Insomma curare una donna è più difficile.
Diciamo che ci vuole una attenzione ancora maggiore al decorso della malattia.
C’è qualche aspetto in cui le donne sono avvantaggiate rispetto ai maschi?
A parte quello ben noto che vede le donne meno soggette a rischi cardiovascolari in età fertile, abbiamo notato recentemente – con piacere – una maggiore disponibilità alla prevenzione da parte delle femmine. Recentemente la regione Sardegna, nell’ambito di un progetto di screening e prevenzione del diabete, ha distribuito alla popolazione un questionario per valutare il rischio di diabete. Tra i 6 mila questionari che abbiamo ricevuto a Oristano una quota preponderante sono stati inviati da donne.
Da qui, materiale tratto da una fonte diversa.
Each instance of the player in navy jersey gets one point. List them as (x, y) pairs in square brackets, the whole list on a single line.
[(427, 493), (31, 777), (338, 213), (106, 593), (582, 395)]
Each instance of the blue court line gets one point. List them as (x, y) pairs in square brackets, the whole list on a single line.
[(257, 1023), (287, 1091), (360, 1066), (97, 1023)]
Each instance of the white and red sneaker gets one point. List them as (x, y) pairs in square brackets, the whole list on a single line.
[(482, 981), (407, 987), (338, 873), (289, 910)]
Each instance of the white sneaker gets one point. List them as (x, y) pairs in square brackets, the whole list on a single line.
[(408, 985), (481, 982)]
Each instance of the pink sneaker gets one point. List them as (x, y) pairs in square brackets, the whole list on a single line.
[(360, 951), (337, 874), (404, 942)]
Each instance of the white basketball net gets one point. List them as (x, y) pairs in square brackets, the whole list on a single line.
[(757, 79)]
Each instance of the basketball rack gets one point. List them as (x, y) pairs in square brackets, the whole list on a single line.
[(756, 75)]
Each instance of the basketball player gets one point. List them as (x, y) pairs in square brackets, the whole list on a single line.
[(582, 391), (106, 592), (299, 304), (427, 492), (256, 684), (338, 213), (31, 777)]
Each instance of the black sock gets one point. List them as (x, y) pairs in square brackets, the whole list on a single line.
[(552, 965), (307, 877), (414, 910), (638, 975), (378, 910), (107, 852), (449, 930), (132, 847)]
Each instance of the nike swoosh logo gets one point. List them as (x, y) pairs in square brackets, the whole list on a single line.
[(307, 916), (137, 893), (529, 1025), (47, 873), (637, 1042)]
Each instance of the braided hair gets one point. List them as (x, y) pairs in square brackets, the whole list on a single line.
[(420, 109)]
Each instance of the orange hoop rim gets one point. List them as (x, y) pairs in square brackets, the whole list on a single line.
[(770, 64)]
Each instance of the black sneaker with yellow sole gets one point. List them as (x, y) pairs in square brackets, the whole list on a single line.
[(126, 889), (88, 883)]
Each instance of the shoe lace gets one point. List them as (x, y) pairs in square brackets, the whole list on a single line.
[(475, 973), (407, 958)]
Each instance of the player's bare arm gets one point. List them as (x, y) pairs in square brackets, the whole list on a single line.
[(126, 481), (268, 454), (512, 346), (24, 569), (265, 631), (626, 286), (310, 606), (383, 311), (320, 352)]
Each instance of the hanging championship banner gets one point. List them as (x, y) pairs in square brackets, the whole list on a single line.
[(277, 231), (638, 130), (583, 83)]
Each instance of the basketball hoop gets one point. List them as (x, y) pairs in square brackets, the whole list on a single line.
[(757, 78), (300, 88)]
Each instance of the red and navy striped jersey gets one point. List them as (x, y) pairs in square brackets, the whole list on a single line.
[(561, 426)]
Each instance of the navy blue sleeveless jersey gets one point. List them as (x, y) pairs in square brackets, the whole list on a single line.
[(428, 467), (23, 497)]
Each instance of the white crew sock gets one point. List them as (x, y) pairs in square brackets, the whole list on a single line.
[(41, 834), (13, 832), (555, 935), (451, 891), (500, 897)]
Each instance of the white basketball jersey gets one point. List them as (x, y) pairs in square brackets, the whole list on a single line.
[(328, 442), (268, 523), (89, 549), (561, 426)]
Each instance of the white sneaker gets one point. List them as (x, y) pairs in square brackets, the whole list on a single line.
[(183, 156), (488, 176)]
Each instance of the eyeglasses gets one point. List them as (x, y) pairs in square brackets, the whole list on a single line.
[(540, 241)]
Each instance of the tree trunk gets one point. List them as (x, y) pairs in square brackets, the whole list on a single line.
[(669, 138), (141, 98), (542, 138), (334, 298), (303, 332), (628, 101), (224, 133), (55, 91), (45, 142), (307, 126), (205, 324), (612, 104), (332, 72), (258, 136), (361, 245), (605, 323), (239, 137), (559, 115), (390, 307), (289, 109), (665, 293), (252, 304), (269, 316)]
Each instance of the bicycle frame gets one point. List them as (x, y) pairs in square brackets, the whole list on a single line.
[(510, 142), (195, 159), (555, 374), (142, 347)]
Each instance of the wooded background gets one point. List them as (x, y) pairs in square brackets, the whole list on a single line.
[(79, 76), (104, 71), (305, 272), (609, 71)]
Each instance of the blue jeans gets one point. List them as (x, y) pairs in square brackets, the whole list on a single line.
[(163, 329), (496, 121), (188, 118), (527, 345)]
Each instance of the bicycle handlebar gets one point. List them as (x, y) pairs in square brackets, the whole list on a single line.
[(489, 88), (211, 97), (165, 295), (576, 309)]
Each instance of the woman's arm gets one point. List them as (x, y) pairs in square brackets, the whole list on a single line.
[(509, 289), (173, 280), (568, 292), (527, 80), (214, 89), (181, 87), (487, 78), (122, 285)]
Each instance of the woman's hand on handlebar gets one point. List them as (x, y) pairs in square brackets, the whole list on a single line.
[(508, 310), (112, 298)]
Questo significa che sono più sensibili a un discorso di prevenzione anche se il risultato dei questionari conferma che hanno un maggior numero di fattori di rischio rispetto ai maschi.
Insomma c’è una maggiore attenzione alla prevenzione da parte delle femmine…
Esatto una disponibilità che va incoraggiata e alla quale bisogna dare seguito con una assistenza più puntuale e più personalizzata.